Let me first briefly remind you, as the truth upon which my whole explanation of this text is built, that man is not meant either for solitude or independence. He is meant to live with his fellow-men, to live by them, and to live for them. He is healthy and godly, only when he knows all men for his brothers; and himself, in some way or other, as the servant of all, and bound in ties of love and duty to every one around him.

It is not, however, my intention to dwell upon this truth, deep and necessary as it is, but to turn your attention to one of its consequences; I mean to the disappointment and regret of which so many complain, who try, more or less healthily, to keep that truth before them, and shew it forth in their daily life.
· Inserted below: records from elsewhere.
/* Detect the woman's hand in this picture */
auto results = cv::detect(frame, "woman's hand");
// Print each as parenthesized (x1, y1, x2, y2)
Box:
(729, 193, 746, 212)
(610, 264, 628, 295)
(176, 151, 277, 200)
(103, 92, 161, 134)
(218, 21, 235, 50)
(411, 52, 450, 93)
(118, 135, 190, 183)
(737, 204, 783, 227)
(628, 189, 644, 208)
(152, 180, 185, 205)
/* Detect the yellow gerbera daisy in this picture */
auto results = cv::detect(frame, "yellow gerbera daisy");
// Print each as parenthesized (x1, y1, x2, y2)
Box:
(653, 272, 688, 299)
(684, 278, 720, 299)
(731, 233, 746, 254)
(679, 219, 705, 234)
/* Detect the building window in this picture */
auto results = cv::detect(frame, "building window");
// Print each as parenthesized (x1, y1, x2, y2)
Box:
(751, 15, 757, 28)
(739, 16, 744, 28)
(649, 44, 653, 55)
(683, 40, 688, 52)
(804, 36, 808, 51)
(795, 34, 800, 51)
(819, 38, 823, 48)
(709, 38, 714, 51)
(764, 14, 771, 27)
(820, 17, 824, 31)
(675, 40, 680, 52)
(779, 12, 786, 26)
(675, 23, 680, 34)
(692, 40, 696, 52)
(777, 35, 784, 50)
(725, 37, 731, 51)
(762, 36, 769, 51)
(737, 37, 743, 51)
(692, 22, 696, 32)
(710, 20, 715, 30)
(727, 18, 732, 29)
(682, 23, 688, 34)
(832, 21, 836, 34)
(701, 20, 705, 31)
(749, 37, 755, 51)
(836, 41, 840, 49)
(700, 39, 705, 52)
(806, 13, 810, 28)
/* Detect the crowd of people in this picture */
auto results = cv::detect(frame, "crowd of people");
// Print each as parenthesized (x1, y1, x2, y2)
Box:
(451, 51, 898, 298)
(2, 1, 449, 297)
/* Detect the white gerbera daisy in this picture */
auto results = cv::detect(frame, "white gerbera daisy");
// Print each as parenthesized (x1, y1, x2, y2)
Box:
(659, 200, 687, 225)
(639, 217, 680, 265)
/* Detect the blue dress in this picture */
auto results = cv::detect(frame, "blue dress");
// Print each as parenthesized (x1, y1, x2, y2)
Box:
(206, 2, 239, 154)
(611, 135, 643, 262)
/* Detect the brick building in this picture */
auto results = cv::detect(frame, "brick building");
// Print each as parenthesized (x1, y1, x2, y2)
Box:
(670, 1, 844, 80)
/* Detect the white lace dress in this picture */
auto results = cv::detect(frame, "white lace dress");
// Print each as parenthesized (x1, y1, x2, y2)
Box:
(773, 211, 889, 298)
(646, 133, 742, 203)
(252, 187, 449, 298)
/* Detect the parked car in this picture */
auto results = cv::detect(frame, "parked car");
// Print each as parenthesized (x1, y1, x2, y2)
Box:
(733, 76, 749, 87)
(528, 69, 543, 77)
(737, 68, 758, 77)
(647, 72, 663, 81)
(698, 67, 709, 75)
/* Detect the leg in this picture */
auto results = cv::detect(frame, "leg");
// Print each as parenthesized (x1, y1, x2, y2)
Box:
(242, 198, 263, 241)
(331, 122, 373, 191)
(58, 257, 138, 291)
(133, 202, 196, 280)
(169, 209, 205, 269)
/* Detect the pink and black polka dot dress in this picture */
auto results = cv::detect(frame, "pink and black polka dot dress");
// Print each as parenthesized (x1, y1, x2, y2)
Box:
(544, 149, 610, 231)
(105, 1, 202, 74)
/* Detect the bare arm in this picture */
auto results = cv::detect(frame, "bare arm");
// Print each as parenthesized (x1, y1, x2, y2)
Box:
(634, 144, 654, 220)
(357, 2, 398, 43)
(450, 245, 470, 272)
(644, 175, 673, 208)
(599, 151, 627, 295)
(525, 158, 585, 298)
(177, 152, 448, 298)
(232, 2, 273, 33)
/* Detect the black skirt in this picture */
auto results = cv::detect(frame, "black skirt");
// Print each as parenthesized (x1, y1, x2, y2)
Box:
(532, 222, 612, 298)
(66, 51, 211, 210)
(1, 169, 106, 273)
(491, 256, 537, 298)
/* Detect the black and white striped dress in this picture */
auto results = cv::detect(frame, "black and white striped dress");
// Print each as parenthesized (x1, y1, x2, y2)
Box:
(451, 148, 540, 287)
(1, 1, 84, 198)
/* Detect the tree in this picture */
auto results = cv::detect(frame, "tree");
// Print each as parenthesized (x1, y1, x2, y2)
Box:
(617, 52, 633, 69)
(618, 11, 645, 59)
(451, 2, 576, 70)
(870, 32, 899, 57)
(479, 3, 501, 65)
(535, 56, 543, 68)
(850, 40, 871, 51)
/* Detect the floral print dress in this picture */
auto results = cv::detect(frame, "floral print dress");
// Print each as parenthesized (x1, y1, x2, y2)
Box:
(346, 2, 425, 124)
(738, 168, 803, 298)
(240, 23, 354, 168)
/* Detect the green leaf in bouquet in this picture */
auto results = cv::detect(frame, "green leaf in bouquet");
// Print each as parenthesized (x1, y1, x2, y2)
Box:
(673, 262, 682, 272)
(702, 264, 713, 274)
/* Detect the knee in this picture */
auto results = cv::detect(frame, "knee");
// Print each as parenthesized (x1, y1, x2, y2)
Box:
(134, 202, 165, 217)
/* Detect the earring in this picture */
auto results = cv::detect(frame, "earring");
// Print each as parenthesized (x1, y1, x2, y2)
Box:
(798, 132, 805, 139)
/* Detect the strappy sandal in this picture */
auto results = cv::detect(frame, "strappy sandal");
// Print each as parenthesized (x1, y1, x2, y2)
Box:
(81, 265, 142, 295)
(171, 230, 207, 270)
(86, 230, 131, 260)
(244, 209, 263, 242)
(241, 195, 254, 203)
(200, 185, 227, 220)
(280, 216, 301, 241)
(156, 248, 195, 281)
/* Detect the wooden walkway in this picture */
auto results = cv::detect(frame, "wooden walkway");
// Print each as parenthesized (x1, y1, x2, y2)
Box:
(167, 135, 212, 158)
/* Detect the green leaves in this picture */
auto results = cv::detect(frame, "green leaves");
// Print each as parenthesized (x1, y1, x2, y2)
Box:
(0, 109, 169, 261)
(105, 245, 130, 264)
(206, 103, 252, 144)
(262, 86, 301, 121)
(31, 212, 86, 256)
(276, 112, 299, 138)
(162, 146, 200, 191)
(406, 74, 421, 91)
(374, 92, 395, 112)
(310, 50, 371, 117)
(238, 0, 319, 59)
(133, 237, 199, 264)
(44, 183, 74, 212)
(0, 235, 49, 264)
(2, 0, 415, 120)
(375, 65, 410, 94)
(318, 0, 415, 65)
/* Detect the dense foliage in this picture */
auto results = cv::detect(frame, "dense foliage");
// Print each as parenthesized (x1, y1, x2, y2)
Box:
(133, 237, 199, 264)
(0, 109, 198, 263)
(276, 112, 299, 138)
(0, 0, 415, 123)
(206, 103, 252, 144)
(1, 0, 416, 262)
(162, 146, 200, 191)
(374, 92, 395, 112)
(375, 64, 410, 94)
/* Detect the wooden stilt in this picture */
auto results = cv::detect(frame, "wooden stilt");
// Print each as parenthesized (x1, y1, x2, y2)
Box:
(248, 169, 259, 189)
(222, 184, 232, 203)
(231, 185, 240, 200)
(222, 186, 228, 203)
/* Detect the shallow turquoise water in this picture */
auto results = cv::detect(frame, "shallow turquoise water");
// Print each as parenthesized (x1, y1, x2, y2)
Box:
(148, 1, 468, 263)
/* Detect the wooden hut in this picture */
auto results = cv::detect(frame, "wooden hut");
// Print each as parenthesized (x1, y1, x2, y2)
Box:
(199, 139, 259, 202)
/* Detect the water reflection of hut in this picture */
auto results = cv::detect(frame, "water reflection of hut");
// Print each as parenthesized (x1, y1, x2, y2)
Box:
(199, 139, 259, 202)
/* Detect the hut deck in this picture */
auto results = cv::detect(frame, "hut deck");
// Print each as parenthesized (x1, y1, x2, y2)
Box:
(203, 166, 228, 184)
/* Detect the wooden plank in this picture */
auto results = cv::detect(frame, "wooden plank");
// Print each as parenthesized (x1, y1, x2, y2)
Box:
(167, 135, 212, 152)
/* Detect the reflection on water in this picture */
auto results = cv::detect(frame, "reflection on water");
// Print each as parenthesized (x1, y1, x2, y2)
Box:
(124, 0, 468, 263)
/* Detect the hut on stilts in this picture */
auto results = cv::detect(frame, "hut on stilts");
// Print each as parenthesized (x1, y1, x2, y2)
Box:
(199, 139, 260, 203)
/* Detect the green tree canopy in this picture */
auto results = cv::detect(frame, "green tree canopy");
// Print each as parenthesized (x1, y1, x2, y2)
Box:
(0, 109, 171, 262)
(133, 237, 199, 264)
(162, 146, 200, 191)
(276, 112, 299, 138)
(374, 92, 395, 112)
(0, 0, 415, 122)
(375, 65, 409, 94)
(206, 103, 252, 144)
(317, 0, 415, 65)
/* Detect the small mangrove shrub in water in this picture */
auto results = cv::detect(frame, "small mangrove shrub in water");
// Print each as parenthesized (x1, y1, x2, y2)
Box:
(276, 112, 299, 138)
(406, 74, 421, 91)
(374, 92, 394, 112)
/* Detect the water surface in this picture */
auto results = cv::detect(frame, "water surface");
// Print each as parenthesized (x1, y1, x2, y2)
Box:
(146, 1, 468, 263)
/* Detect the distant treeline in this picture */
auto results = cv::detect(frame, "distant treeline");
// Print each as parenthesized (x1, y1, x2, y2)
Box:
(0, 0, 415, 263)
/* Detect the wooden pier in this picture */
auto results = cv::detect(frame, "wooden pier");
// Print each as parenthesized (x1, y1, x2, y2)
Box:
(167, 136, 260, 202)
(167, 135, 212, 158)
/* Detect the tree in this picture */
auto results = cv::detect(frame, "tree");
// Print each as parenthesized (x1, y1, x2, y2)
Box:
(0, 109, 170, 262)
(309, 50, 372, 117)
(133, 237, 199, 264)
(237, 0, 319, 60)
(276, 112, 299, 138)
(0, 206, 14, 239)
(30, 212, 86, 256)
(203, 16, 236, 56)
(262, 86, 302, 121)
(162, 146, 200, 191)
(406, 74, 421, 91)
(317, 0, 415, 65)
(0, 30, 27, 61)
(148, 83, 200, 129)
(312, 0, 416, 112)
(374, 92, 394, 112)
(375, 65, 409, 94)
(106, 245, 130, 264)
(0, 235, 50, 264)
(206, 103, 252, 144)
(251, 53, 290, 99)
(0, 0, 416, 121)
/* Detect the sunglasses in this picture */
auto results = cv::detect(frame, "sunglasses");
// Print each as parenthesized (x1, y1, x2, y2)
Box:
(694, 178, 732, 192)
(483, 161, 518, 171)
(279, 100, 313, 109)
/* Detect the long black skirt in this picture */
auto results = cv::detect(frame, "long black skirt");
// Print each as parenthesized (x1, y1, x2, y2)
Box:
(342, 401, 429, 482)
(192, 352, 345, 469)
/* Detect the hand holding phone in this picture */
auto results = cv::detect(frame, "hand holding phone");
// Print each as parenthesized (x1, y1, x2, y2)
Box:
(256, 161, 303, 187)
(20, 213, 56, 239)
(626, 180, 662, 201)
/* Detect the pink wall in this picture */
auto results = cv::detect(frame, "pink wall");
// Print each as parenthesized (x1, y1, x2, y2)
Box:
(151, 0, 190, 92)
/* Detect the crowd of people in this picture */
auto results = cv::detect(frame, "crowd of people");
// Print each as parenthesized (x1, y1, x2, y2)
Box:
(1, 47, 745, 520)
It has been, and is now, a common complaint with many who interest themselves about their fellow-creatures, and the welfare of the human race, that nothing in this world is sure,—nothing is permanent; a continual ebb and flow seems to be the only law of human life. Men change, they say; their friendships are fickle; their minds, like their bodies, alter from day to day. The heart whom you trust to-day, to-morrow may deceive; the friend for whom you have sacrificed so much, will not in his turn endure the trial of his friendship. The child on whom you may have reposed your whole affection for years, grows up and goes forth into the world, and forms new ties, and you are left alone. Why then love man? Why care for any born of woman, if the happiness which depends on them is exposed to a thousand chances—a thousand changes? Again; we hear the complaint that not only men, but circumstances change. Why knit myself, people will ask, to one who to-morrow may be whirled away from me by some eddy of circumstances, and so go on his way, while I see him no more? Why relieve distress which fresh accidents may bring back again to-morrow, with all its miseries? Why attach ourselves to a home which we may leave to-morrow,—to pursuits which fortune may force us to relinquish,—to bright hopes which the rolling clouds may shut out from us,—to opinions which the next generation may find to have been utterly mistaken,—to a circle of acquaintances who must in a few years be lying silent and solitary, each in his grave? Why, in short, set our affections on anything in this earth, or struggle to improve or settle aught in a world where all seems so temporary, changeful, and uncertain, that “nought doth endure but mutability?”

Such is and has been the complaint, mixed up of truth and falsehood, poured out for ages by thousands who have loved (as the world would say) “too well”—who have tried to build up for themselves homes in this world; forgetting that they were strangers and pilgrims in it; and so, when the floods came, and swept away that small fool’s paradise of theirs, repined, and were astonished, as though some strange thing had happened to them.